Showing posts with label Shlomo Sand. Show all posts
Showing posts with label Shlomo Sand. Show all posts

Thursday, December 10, 2009

Shlomo Sand's book "The Invention of the Jews" from a Christian perspective

I have not finished reading Shlomo Sand’s book The Invention of the Jewish People. But I have made a good beginning and have some thoughts that could be placed beside the videos of an interview of Sand’s that is on the Israel/Palestine Mission Network of the Presbyterian Church (U.S.A.).

My first impression has to do with the theologian Paul Tillich. His idea of symbols and whether they can be broken were helpful in looking at Nazi and other totalitarian ideologies and their symbols. Tillich felt that what he saw as the great symbol of Christianity, the cross, was important because the cross as a symbol could be so easily broken. Here I believe he ran up against both a reality and an absolute. The cross is more than a symbol and the whole world is changed if it can be broken.

Sand’s ideas about nations and history are also meant to deal with Nazi ideology and totalitarian nations. With empathy I see him attempting to make sense out of his past. That is, as a Jewish man who is the child of those who suffered under Nazi rule he must be looking through the lens of the question which shape all survivors, “why.”

He is also a historian who knows that it was an idea of essentialism which invaded the thought processes of nations and created the climate for Nazism to rise. And he sees the word ethnos operating in the same manner. As Sand puts it:

”The murderous first half of the twentieth century having caused the concept of race to be categorically rejected, various historians and other scholars enlisted the more respectable concept of ethnos in order to preserve the intimate contact with the distant past. Ethnos, meaning ‘people’ in ancient Greek, had served even before the Second World War as a useful alternative to, or a verbal intermediary between ‘race’ and ‘people.’ But its common ‘scientific’ use began only in the 1950s, after which it spread widely. Its main attraction lies in its blending of cultural background and blood ties, of a linguistic past and biological origin in other words, its combining of a historical product with a fact that demands respect as a natural phenomenon.” (28)

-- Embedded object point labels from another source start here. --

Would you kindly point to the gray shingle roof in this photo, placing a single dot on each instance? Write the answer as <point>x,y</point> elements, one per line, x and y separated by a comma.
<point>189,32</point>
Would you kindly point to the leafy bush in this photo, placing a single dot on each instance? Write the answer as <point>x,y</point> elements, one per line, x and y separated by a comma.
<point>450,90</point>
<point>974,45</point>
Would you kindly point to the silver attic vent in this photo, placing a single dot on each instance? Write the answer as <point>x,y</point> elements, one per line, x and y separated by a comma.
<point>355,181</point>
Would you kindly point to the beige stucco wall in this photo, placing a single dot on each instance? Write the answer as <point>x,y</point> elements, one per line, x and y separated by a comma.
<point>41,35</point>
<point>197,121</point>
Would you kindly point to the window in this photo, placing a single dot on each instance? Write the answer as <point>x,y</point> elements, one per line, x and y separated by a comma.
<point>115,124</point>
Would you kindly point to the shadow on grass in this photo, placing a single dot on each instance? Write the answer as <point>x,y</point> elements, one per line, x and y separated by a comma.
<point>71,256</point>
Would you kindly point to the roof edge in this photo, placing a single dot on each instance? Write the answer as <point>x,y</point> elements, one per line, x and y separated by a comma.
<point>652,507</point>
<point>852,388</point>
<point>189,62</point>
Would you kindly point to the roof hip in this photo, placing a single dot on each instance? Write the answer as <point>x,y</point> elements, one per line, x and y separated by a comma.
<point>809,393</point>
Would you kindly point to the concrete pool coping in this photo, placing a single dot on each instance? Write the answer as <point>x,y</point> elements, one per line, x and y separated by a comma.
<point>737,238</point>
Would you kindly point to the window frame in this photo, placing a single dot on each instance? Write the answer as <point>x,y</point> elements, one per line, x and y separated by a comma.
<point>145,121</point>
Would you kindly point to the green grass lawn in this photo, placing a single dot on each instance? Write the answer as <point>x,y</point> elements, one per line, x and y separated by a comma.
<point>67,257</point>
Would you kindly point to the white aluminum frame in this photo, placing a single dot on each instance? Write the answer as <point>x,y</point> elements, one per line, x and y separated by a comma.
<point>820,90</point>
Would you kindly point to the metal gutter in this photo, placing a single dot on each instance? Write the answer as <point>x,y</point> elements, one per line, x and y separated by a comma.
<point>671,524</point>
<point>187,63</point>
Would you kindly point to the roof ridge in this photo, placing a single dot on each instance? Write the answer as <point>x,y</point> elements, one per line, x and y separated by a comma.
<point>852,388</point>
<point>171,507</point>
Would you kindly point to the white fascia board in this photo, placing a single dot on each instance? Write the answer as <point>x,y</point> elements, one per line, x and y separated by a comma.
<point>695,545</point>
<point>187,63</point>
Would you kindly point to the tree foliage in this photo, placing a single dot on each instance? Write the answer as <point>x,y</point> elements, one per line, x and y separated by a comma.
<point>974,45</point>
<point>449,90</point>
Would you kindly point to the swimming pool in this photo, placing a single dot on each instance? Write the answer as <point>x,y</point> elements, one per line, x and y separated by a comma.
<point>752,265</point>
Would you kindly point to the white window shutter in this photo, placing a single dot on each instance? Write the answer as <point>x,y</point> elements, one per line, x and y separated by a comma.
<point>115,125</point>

So how does a Christian use Sand’s book? Hopefully, to understand that it was essentialism on the whole that helped to create a totalitarian nation; that it is perhaps ethnos that might lead to the same problems anywhere. A people who see themselves as superior to others because of their past, their culture or their particular strengths tend to look down on others. But still there is a problem with Sand’s book. And this is where Tillich enters the picture for me.

Sand like Tillich believes that by eliminating an absolute, the nation as essential, the nation which arises out of an eternal people and their culture; there can be a prevention of totalitarianism. But he has run into an absolute that cannot be broken on his rock.

The Jewish people are God’s people, his beloved. They are a people with roots in antiquity and this is Sand’s particular anti-theme. Sand sees Israel as he sees other nations. There is no Israel but what belongs to myth and modern history. In other words Israel is an invented nation with myth for its history. For Sand there is no Israelite tribes, no Abraham, no Moses, no Kingdom of David, no exiles.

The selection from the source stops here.